Rolf’s union has deftly redirected Occupy’s ad-hoc political brushfire. “The fast food movement has a lot in common with Occupy,” he says, “but it also has some things that are very different. It’s got very crisp demands. It’s not about how, it’s about what.” And the “what,” the $15 demand, is something that Rolf played a big part in crafting. 

Last June he helped write an influential Bloomberg Businessweek op-ed by Seattle businessman and Democratic donor Nick Hanauer. Just before the editorial ran, Hanauer joined Rolf in a presentation to the influential Democracy Alliance, a group of rich donors including SEIU, which funds liberal causes, successfully making the case that raising the minimum wage should be the cause celebre. (You’ll notice it’s since become part of President Obama and the Democrats’ agenda.)

The minimum wage issue also, probably in large part due to Rolf, landed on candidate Murray’s agenda. Asked how much SEIU had to do with getting Murray to pledge to pass a $15 minimum wage ordinance during his mayoral run, Rolf smiled: “I think you know the basic facts. I think we were probably the only organization that asked in its candidate survey whether people were for $15. And we hosted a forum here that may have been the first televised town hall forum in the country around low-wage workers issues in a big-city mayoral race…Ed Murray was the only one holding up the Yes card during our lightning round when it came to $15.” 

Hanauer adds: “In the meantime, Rolf and SEIU started organizing the fast food workers around a $15 living wage and the SeaTac initiative.
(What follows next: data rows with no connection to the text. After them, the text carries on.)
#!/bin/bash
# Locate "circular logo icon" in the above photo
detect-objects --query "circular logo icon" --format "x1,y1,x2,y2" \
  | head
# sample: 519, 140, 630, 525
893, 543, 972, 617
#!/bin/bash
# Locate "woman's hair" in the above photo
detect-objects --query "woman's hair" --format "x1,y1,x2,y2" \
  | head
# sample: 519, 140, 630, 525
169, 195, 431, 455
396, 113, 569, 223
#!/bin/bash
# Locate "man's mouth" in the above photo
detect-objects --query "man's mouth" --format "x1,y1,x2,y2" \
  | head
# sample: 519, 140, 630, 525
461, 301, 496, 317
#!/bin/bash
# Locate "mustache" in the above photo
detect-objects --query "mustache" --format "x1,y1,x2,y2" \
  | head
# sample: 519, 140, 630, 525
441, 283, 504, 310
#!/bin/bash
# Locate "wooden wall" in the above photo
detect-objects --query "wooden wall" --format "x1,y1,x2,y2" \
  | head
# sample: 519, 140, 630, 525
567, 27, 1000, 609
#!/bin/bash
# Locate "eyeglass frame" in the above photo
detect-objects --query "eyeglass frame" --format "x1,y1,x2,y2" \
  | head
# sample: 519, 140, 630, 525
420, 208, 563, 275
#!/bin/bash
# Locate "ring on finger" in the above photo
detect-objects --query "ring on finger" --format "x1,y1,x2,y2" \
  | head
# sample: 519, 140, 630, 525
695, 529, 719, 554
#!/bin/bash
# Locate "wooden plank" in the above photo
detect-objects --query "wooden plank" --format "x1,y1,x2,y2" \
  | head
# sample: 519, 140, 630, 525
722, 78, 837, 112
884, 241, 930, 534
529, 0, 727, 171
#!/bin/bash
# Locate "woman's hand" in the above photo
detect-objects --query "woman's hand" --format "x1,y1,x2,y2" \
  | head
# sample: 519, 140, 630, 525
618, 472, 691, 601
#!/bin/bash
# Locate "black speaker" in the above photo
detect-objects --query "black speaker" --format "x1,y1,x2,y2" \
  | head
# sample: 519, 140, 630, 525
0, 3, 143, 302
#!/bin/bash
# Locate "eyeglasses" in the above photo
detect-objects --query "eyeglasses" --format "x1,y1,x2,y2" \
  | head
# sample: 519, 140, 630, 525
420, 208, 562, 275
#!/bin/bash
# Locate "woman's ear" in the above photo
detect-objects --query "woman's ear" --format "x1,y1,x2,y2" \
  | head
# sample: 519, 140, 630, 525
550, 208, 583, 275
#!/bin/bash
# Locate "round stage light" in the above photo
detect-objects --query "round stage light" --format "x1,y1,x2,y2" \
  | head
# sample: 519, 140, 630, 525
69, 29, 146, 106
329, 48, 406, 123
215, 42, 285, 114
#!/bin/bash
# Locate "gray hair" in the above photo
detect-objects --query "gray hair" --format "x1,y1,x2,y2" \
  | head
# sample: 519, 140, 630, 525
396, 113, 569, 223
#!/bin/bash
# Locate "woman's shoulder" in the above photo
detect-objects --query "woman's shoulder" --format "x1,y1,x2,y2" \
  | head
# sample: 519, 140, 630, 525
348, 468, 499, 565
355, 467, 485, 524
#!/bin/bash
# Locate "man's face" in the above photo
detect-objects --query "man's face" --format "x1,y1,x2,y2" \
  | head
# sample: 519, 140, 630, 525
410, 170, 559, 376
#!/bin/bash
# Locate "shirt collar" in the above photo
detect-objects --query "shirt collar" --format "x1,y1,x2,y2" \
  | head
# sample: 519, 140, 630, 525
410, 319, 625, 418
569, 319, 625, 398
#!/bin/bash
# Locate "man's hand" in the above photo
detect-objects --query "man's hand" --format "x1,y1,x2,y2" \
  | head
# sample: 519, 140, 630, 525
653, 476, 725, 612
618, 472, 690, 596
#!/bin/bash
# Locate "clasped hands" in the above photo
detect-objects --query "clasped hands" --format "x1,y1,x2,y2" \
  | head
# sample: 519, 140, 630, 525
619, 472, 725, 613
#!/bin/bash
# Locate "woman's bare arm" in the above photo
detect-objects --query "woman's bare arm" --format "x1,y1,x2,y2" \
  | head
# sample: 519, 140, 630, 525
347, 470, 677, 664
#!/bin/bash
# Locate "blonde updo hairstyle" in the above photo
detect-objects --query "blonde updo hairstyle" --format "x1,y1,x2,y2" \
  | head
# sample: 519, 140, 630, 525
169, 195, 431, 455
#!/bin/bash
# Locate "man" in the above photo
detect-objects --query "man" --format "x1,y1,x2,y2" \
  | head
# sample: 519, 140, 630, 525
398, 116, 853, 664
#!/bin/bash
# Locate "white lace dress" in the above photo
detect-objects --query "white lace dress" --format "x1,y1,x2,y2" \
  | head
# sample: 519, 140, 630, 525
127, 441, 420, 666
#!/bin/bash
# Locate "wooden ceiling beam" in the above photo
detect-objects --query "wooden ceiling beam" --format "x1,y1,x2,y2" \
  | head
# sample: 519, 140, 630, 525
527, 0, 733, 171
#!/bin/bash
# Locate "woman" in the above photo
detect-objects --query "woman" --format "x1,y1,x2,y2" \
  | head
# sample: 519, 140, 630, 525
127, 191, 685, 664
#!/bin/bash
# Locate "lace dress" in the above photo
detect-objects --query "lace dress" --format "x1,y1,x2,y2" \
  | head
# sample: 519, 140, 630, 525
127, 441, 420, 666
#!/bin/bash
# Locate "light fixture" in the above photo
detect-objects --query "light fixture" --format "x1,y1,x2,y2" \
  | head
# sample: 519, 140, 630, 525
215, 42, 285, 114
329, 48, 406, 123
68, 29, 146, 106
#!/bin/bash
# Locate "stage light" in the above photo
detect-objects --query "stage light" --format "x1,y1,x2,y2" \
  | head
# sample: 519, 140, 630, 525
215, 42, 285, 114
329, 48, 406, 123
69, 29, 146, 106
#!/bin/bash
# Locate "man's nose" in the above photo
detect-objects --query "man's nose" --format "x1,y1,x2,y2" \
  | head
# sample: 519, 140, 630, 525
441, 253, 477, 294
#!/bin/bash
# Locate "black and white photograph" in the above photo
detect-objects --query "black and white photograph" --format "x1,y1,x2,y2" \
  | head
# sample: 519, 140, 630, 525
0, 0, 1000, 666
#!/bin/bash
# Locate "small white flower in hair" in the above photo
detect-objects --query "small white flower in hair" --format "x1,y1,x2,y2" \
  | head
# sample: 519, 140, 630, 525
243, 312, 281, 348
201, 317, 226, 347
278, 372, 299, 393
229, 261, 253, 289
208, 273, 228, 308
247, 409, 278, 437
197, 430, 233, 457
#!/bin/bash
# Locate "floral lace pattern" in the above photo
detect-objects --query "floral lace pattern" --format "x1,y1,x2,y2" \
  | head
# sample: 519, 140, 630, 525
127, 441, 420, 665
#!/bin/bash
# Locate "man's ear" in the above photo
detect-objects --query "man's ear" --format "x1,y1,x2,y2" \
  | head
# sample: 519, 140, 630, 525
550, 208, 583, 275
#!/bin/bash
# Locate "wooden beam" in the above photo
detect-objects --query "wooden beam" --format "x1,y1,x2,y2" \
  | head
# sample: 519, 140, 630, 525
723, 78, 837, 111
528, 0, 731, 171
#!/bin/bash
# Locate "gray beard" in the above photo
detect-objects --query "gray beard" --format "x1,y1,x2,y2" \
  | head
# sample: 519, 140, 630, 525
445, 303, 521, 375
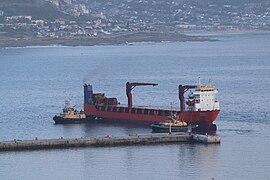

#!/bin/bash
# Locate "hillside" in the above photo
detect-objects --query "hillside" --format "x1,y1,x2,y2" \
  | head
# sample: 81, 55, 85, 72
0, 0, 74, 21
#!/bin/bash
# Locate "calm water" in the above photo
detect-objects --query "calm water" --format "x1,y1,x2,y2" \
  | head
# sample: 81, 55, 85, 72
0, 33, 270, 179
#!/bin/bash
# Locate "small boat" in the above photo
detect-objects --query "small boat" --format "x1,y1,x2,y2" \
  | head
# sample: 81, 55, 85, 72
151, 114, 198, 133
53, 100, 87, 124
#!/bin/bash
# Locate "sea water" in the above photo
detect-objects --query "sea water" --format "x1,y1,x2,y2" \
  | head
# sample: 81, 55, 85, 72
0, 33, 270, 179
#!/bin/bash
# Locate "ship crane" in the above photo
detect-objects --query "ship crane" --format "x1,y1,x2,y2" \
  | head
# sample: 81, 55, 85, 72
179, 85, 197, 112
126, 82, 158, 108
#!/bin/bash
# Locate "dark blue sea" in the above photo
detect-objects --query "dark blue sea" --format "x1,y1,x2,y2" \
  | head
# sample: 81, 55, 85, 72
0, 32, 270, 180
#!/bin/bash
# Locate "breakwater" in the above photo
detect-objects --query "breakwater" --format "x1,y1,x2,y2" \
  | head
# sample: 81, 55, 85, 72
0, 133, 220, 151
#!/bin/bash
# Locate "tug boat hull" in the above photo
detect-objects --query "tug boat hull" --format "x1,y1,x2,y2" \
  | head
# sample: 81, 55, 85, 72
53, 116, 87, 124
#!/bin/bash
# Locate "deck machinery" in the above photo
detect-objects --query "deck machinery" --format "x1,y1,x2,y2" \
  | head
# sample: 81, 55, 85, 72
84, 82, 220, 130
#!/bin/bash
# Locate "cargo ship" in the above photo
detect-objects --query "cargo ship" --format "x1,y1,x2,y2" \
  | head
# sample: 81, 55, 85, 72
151, 113, 198, 133
84, 82, 220, 130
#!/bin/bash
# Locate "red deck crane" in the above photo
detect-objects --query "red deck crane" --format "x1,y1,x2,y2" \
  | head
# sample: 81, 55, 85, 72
126, 82, 158, 108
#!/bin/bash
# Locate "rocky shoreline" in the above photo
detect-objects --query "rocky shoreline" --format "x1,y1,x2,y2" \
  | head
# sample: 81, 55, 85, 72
0, 32, 212, 48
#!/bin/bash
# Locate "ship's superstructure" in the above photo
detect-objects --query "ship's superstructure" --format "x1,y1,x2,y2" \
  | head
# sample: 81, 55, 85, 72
84, 82, 220, 127
186, 86, 220, 111
53, 100, 86, 124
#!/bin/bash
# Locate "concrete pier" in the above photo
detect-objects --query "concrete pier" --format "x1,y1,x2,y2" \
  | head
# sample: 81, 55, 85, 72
0, 133, 220, 151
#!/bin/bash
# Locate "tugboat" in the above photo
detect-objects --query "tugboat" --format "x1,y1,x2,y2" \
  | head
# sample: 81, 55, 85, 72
151, 113, 198, 133
53, 100, 87, 124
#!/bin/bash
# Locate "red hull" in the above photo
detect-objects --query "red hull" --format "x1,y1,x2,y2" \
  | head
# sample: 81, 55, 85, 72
84, 104, 220, 125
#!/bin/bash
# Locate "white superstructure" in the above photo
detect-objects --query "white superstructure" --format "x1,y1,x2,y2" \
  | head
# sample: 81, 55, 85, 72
186, 86, 220, 111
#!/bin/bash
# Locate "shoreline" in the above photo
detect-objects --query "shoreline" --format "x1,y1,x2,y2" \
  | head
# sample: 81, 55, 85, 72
0, 32, 211, 48
0, 30, 270, 49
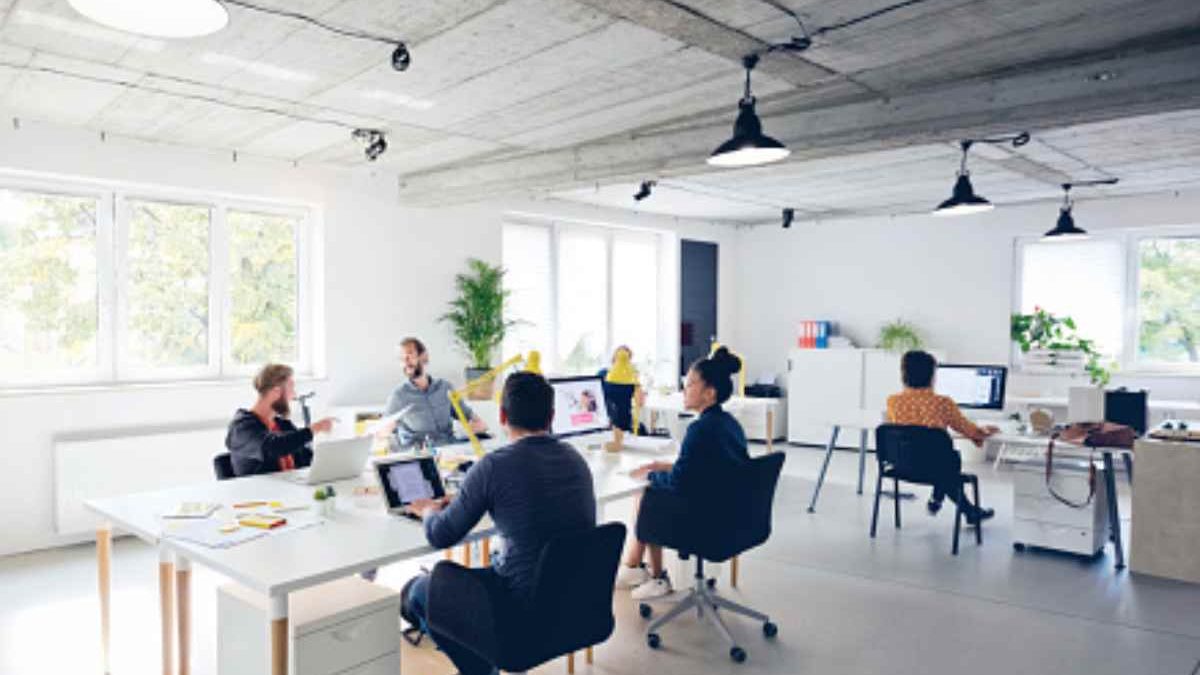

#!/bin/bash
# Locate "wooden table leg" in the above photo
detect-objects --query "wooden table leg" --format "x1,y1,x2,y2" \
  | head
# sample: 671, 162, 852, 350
270, 595, 288, 675
96, 525, 113, 675
175, 556, 192, 675
767, 407, 775, 453
158, 549, 175, 675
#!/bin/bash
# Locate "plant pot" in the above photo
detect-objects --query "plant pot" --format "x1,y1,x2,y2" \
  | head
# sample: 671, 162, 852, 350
463, 368, 494, 401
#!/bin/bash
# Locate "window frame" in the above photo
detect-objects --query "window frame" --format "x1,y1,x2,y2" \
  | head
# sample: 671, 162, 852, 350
1009, 225, 1200, 377
500, 214, 666, 374
0, 172, 324, 395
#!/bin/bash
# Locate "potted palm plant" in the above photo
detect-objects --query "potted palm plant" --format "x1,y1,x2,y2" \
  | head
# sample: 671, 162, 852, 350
439, 258, 516, 400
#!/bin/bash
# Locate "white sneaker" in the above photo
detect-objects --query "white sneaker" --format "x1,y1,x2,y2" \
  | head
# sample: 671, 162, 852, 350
613, 565, 650, 591
629, 574, 674, 601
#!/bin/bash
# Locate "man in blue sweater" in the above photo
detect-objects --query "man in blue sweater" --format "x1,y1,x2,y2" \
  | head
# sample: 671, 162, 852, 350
406, 372, 596, 675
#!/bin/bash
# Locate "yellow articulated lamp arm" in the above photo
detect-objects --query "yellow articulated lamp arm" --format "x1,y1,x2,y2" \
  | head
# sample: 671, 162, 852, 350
708, 340, 746, 399
450, 351, 541, 458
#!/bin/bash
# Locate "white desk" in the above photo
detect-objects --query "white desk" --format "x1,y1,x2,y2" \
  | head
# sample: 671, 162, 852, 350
88, 434, 646, 675
642, 392, 786, 452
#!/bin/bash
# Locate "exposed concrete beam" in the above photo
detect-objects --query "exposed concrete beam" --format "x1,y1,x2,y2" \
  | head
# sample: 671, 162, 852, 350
401, 40, 1200, 203
576, 0, 842, 86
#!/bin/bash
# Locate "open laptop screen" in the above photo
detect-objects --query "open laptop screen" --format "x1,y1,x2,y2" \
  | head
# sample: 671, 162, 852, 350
550, 376, 608, 438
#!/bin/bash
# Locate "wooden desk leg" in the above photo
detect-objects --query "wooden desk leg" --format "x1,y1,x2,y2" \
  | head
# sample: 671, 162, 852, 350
270, 595, 288, 675
175, 555, 192, 675
96, 524, 113, 675
158, 549, 175, 675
By summer that effort had gone great guns, and people were finally beginning to think about the economy in a new and better way.” Kshama Sawant also credits SEIU with playing “an absolutely spearheading role” in SeaTac, “getting out on the street and organizing.” 

And just like Mayor Murray’s team, which was eager to keep Rolf in its camp during the dueling minimum wage press conferences last December, Sawant also needs Rolf’s support. Without SEIU’s backing, her threat of introducing a populist ballot measure if city hall negotiations fail to meet her bottom line, lacks teeth. To successfully go forward with a ballot initiative, she’ll need SEIU’s dollars and doorbelling troops.

press conference, Rolf, despite the hiccup with Murray’s folks, stood front and center at Murray’s press conference, where he was introduced as the cochair of the mayor’s minimum wage task force. He strolled to the podium and fired off yet another meaty sound bite. “There is no more pressing issue facing our city, our region, and our nation than the issue of the growing gap between the wealthy and everyone else…. Our economy is producing, for every five jobs that have been created that pay over $30,000, 15 jobs that pay less than $30,000.” And then he deftly credited Murray as “the first American mayor to run for, and campaign on, a pledge to reach a $15-an-hour minimum wage.” Of course Rolf sees SEIU as having made that happen. 

A few minutes later, Sawant, also in attendance at the press conference, announced that if the minimum wage task force failed to come up with a satisfactory plan, she’d make good on her promise to put an initiative on the ballot.

Rolf, clearly the kingmaker in the room, could only smile to himself.